Correct me if I’m wrong but it appears that Philip David & @Stephen are claiming ethical superiority of their preferred methodology. However, there is no virtue in claiming ethical superiority once the bodies have already been laid to rest…and they have.

Are not these conclusions, especially to the extent of ethicality, based on DT as optimal given a valid causal model; but if L is non-causal or incoherent under intervention (do(X,L)), a clinician’s intuitive counterfactual reasoning may well outperform formal DT predictions.

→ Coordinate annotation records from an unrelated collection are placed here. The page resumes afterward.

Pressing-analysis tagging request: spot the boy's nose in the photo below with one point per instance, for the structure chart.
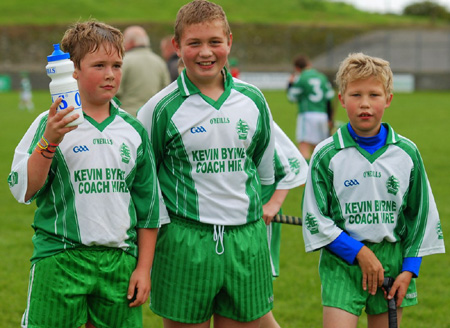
(109, 73)
(205, 51)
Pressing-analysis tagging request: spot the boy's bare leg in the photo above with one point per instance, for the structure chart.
(306, 149)
(337, 318)
(222, 322)
(381, 320)
(268, 321)
(174, 324)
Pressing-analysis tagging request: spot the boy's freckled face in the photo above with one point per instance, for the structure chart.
(204, 48)
(365, 102)
(99, 75)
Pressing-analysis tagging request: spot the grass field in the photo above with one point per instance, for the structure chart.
(423, 117)
(254, 11)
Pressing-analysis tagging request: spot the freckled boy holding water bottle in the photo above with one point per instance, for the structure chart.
(93, 243)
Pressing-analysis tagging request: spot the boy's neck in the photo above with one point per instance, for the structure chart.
(212, 88)
(99, 114)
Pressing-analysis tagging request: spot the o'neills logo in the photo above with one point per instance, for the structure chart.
(392, 185)
(102, 141)
(125, 153)
(219, 120)
(242, 129)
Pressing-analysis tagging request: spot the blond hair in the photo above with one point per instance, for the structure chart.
(86, 37)
(199, 11)
(358, 66)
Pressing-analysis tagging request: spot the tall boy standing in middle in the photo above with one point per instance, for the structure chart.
(211, 136)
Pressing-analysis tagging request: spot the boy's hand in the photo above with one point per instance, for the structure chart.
(56, 123)
(400, 287)
(138, 288)
(270, 209)
(372, 270)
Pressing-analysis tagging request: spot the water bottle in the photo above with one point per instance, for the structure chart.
(60, 69)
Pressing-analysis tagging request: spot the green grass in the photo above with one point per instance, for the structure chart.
(252, 11)
(423, 117)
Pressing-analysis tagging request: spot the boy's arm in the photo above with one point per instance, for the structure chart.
(264, 150)
(423, 234)
(140, 284)
(273, 206)
(39, 164)
(31, 167)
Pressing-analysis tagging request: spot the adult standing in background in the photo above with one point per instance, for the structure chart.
(313, 93)
(170, 56)
(144, 73)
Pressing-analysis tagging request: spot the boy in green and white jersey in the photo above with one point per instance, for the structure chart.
(313, 93)
(368, 204)
(96, 192)
(211, 136)
(290, 172)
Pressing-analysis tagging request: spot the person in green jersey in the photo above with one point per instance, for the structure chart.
(313, 93)
(212, 140)
(96, 192)
(368, 204)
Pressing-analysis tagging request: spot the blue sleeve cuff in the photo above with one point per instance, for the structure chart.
(345, 247)
(412, 264)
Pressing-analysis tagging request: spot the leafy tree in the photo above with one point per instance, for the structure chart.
(427, 9)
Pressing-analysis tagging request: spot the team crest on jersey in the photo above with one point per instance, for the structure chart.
(392, 185)
(311, 223)
(125, 153)
(294, 164)
(242, 129)
(13, 179)
(439, 231)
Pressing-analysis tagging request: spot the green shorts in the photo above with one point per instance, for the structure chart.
(67, 289)
(274, 238)
(342, 282)
(195, 276)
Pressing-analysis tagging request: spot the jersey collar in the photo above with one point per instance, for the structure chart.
(187, 88)
(114, 105)
(342, 138)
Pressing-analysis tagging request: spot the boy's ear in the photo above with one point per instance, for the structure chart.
(341, 99)
(389, 100)
(176, 46)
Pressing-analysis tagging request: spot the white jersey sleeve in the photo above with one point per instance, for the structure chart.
(294, 164)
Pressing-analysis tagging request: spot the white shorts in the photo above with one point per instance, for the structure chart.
(312, 127)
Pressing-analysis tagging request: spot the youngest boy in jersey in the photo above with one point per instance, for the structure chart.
(96, 192)
(211, 136)
(368, 204)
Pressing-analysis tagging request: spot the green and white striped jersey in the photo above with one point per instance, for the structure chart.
(311, 90)
(383, 196)
(211, 156)
(102, 185)
(291, 168)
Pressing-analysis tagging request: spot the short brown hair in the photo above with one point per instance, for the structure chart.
(301, 61)
(199, 11)
(360, 66)
(86, 37)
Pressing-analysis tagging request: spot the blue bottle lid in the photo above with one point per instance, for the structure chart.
(58, 54)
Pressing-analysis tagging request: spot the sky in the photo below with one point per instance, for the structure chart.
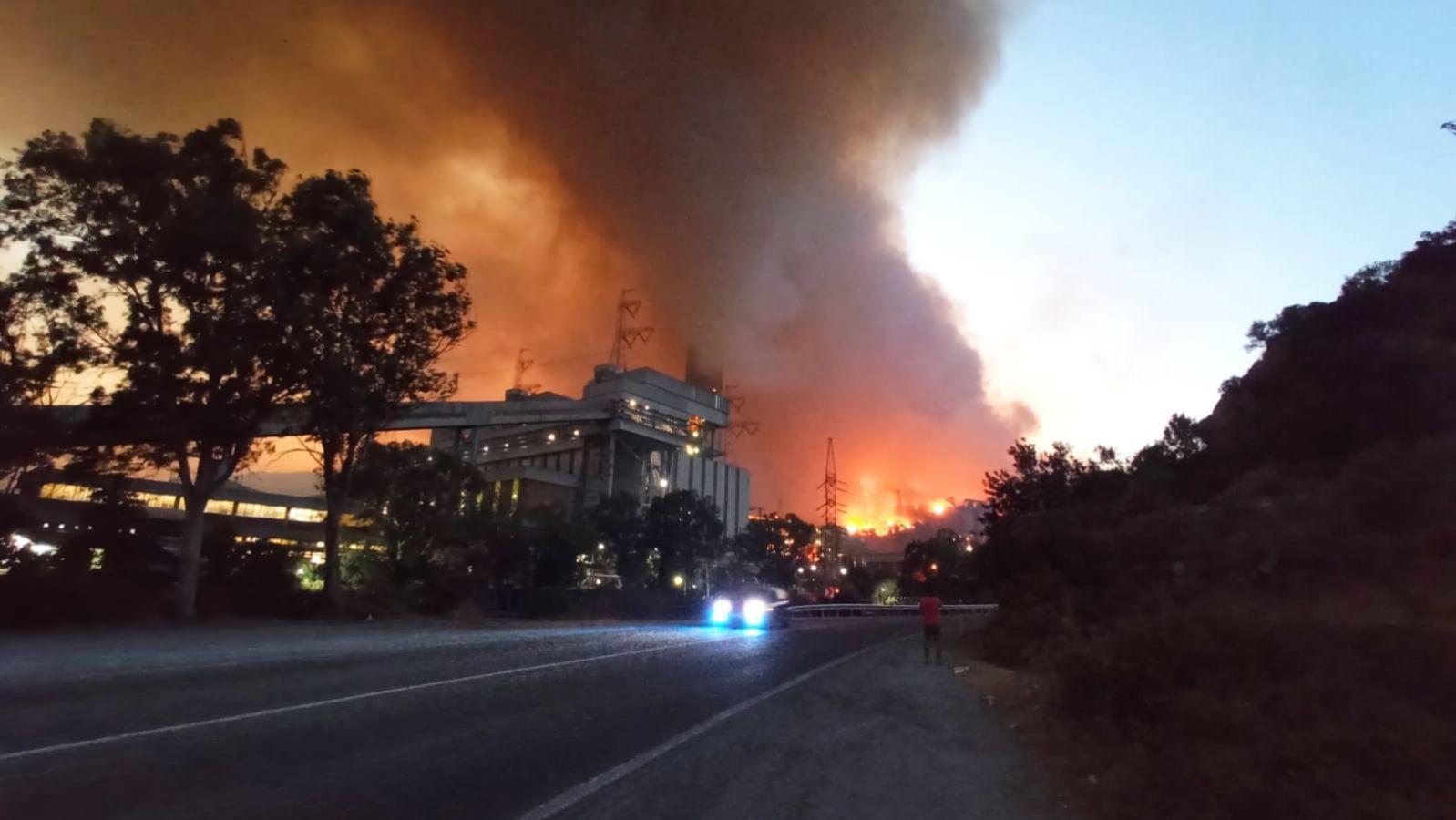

We observed that with the COVID pandemic. The DT conclusion was that EARLY mechanical ventilation based on the PaO2/FIO2 (P/F) was indicated with P/F adjusted PEEP tables. This instead caused considerable death and precipitated the revolt in 2020 by the bedside clinicians against the RCT based ventilator protocol, (which has now been abandoned). The reason was that Y= do(X,L) was incoherent with Y=(X=x,L).

It is often difficult at the beside to see that the relevant covariate mix was fatally different from the tested covariate mix.

IMHO no analysis which presumes valid transportability of RCT can be promulgated as ethically superior as this leads to a false sense of superiority in all instances. It was this false sense of security which caused the most faithful to RCT based EBM (who most assuredly perceived ethical superiority) to try to hold the line in favor of the deadly DT “evidenced based” ventilator protocols.

Obviously there are times when counterfactual based on physician assessments are superior and it is obvious that, provided the RCT is fully transportable, this is the optimal choice. We at the beside often are required to make decisions somewhere between those extremes.

Introspective words relevant the potential weaknesses of DT at the bedside so that practitioners must be “cautious and humble” is not mitigating relevant a claim of ethical superiority in 2023, only 2years after the world suffered the greatest DT failure in the history of mankind. The post failure era is the time to determine the “why”. Specifically why despite such beautiful internal validity, DT can fail the public in such a catastrophic way. Actionable epistemic humility seeks help. IMHO, that’s where the intellectual effort should be most greatly focused but instead there is discussion of “cheating way round this” by assuming a hypothetical “exchangeable” target. That did not work in 2020.

The use of cSM as a tool to enhance RCT design (and mitigate the potentially deafly problem of poor RCT transportability) would be a good place to start. Work together to define synergy with a common goal of improving the research ASAP for clinicians would be IMHO a much more clinically efficacious use of all of this unmitigated brilliance.